The debate (if it can be elevated to that distinction) over President Obama's proposal to tie future federal financial aid for colleges and universities to a broad new government rating system is instructive - but not of how to make a college education more affordable or what's best for students.
Instead, it tells us more than we want to know about the dysfunction that is the federal government, the sorry state of our oh-so-partisan politics and the higher education industry. None of it is good.
Obama's stated goal, to keep down college costs, is worthy. But the way his proposal would go about that is classic federal government: give points for not just afford ability but a host of other "goals" that may reward schools for things that aren't necessarily part of the equation - average student loan debt, graduation rates and the average earnings of graduates.
And all of this data would have to be collected, passed on and rated Obama is also seeking to give colleges a "bonus" based on the number of graduates who received Pell Grants.
The words were barely out of Obama's mouth when Republicans weighed in. Sen. Lamar Alexander of Tennessee, the top Republican on the Senate Health, Education, Labor and Pensions Committee, said Obama wanted to take "a good idea for one state and (force) all 6,000 institutions of higher education to do the exact same thing ..." The proposal does no such thing, but the claim laid the foundation for a bigger stretch: That Obama wants to turn "Washington into a sort of national school board ..." a claim straight out of the "government is too big" GOP playbook.

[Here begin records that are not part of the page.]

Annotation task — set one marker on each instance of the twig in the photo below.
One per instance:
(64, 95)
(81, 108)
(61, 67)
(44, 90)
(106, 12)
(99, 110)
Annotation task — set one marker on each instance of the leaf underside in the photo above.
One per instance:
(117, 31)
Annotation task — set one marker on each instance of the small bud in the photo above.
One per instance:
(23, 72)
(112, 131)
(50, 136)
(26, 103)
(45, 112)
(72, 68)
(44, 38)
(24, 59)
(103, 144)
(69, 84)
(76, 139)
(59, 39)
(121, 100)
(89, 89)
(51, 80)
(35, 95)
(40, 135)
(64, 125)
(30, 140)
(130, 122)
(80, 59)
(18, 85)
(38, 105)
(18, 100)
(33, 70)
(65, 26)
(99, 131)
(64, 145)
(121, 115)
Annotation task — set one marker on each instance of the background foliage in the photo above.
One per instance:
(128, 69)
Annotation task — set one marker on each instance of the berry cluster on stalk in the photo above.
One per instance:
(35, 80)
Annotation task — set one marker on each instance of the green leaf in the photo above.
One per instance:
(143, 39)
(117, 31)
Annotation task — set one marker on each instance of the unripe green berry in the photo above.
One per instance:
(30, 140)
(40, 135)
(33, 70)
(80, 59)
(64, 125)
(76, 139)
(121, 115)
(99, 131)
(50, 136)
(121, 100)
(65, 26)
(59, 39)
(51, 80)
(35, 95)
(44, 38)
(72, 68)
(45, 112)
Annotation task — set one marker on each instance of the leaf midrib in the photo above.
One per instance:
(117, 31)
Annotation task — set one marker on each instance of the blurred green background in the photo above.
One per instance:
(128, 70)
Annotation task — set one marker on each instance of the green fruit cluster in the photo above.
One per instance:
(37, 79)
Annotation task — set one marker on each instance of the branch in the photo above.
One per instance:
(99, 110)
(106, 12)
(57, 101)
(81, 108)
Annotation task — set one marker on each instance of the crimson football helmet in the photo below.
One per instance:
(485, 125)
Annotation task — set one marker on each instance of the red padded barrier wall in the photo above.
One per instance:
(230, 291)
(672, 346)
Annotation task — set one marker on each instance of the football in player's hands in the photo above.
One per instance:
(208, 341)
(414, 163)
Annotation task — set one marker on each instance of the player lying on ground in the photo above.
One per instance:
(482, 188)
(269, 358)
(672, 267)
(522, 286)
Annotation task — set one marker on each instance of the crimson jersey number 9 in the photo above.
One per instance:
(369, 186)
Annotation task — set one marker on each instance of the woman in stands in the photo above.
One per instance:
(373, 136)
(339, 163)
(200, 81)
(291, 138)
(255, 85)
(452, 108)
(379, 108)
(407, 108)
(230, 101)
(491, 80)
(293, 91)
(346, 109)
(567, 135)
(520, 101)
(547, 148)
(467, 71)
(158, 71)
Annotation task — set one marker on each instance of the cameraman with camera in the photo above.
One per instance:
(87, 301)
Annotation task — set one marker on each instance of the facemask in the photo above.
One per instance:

For colleges and universities, the proposal could mean millions of federal aid dollars - an issue much too important to actually take a stand. Molly Corbett Broad, president of the American Council on Education a lobbyist for colleges and universities in Washington, commented but said absolutely nothing.
"This is extraordinarily complicated stuff, and it's not clear we have the complete data or accurate data," she said. What's higher ed without data?
An Obama proposal that has gotten little notice probably should get more: create a $1 billion college "Race to the Top" competition to reward states for significant policy changes while containing tuition costs.
It shouldn't surprise anyone that amid all the back and forth, the people not heard from - or represented - were students. And it shouldn't be surprising that the afford ability crisis that threatens higher ed got drowned, again, in politics and babble. In the meantime, families will keep looking for ways to give their children a chance at a degree, and students will take on more and more debt.